To balance out the equation, you have to stoichiometrically equate the elements on the left with those on the right. In order to do that, take each group (in this case, there are three: Mg, H, and Cl) and balance their numbers on the left to their numbers on the right:

This is a step-wise process which just requires you to take a step-wise approach.

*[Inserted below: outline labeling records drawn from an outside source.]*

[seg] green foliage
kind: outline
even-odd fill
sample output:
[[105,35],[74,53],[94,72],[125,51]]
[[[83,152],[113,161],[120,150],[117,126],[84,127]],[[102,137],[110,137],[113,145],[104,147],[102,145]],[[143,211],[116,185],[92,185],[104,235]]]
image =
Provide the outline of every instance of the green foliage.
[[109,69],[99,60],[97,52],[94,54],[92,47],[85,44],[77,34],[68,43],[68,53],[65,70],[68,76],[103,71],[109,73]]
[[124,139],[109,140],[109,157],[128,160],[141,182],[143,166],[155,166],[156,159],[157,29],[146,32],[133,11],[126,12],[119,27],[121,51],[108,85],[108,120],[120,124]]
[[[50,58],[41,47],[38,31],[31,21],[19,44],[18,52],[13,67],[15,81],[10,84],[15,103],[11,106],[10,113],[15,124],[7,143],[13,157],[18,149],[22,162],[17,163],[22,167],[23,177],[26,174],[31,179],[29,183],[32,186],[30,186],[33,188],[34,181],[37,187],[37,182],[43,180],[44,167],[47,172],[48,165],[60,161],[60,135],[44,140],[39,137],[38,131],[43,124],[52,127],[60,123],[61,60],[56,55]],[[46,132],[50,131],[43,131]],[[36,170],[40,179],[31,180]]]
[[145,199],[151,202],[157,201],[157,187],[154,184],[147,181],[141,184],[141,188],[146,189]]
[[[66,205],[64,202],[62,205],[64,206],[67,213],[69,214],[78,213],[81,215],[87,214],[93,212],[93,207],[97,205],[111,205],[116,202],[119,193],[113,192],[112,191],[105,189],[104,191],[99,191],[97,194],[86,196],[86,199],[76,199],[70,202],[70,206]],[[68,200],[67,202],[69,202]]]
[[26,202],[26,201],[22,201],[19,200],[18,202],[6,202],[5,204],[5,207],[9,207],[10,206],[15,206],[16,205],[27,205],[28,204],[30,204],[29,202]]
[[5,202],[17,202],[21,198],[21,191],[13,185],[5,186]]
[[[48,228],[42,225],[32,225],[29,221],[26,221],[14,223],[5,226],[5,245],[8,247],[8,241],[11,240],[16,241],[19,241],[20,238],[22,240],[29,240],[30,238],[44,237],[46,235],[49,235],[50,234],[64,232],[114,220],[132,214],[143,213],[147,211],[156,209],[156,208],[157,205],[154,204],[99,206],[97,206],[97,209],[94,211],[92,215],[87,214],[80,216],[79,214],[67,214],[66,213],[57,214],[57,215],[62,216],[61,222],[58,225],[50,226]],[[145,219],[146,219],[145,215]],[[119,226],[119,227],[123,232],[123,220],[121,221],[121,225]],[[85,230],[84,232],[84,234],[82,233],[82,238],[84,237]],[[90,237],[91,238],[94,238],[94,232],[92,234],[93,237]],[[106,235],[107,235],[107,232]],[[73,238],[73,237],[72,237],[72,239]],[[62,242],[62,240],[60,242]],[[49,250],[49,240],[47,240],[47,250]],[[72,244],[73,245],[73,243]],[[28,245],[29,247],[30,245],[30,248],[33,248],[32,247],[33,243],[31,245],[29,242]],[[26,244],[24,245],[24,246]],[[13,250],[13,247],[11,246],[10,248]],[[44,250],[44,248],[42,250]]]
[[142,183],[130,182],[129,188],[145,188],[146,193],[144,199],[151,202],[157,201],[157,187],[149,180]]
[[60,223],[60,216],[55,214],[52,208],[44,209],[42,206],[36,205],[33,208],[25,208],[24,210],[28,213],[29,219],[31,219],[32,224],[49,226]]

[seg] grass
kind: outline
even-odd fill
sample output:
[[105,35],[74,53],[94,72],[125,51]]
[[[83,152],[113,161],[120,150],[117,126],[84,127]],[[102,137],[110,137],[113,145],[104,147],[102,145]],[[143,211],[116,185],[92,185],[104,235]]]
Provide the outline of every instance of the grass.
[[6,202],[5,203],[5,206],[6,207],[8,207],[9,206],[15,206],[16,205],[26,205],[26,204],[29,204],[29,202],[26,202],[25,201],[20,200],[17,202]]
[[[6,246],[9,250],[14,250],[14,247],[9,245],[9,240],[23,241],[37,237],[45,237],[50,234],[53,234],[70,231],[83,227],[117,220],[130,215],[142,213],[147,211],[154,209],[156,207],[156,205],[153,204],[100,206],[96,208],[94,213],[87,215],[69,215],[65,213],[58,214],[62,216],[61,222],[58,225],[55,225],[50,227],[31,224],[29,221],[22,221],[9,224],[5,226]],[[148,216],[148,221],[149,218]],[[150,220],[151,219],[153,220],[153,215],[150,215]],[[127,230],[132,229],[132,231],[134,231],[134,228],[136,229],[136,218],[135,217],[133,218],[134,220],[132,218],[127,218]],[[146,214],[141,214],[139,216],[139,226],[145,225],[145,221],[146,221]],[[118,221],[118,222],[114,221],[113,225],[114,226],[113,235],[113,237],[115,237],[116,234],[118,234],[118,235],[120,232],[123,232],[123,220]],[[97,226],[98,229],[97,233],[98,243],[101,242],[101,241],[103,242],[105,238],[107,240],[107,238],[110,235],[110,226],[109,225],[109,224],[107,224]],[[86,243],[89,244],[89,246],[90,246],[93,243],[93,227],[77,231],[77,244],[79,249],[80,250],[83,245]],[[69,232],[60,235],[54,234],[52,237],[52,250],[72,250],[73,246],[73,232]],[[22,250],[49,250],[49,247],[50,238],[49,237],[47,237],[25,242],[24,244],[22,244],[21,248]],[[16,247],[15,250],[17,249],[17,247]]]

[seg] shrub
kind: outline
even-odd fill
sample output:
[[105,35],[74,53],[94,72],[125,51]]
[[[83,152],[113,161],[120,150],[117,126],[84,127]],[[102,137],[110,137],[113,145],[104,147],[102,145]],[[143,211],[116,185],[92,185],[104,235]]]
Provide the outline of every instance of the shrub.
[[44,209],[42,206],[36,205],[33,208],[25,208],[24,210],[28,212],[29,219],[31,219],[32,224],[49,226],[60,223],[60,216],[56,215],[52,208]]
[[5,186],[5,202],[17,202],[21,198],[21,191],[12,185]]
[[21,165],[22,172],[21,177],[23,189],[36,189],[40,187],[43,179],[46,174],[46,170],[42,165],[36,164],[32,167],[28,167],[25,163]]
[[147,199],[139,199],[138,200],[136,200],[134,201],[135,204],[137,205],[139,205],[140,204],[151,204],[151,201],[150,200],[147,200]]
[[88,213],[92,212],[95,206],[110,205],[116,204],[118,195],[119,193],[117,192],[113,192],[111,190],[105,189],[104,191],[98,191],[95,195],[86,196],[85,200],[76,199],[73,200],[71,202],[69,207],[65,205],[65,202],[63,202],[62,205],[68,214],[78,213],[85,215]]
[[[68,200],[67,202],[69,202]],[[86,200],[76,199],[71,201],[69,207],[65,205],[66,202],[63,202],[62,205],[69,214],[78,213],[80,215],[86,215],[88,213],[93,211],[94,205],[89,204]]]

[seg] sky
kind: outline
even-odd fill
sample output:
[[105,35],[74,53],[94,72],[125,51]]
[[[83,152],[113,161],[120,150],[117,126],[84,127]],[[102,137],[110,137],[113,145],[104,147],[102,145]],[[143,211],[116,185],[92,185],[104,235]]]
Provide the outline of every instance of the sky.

1. I always start with the first group (in this case, Mg). There is one on the left, and one on the right. So we will keep that number as is.
2. Let's take a look at the Hydrogen (H) in HCl next: there is one hydrogen on the left but there are two on the right. Therefore, we will have to add 2 to the original equation, making it:
3. Mg + 2HCl --> MgCl + H₂
4. Now we check the number of chloride ions (Cl) on each side. There are now two Cl ions on the left. So we will have to double the number of MgCl molecules on the right. This turns the equation to:
5. Mg + 2HCl --> 2MgCl + H₂
6. Because we added another Mg ion to the right side, we will have to balance the Mg ions on the left side as well, making the final equation:
7. 2Mg + 2HCl --> 2MgCl + H₂

Now that we have the proportions of each molecule in the reaction, let's focus on the reactants to determine which will be our limiting reagent. We have two reactants, the magnesium and the hydrochloric acid. The question states that there are only 6.6 moles of magnesium but an excess of acid. This means that we will use the amount of Mg to determine the equivalent amount of moles of all the others.

Since this equation shows 2 equivalents of Mg, we can assume that 2 equivalents of Mg equals to 6.6 moles (M). Therefore, one equivalent of any of the reactants or products in the equation is equal to 3.3 M. This makes the final equation (and the answer):

6.6 M Mg + 6.6 M HCl --> 6.6 M MgCl + 3.3 M H₂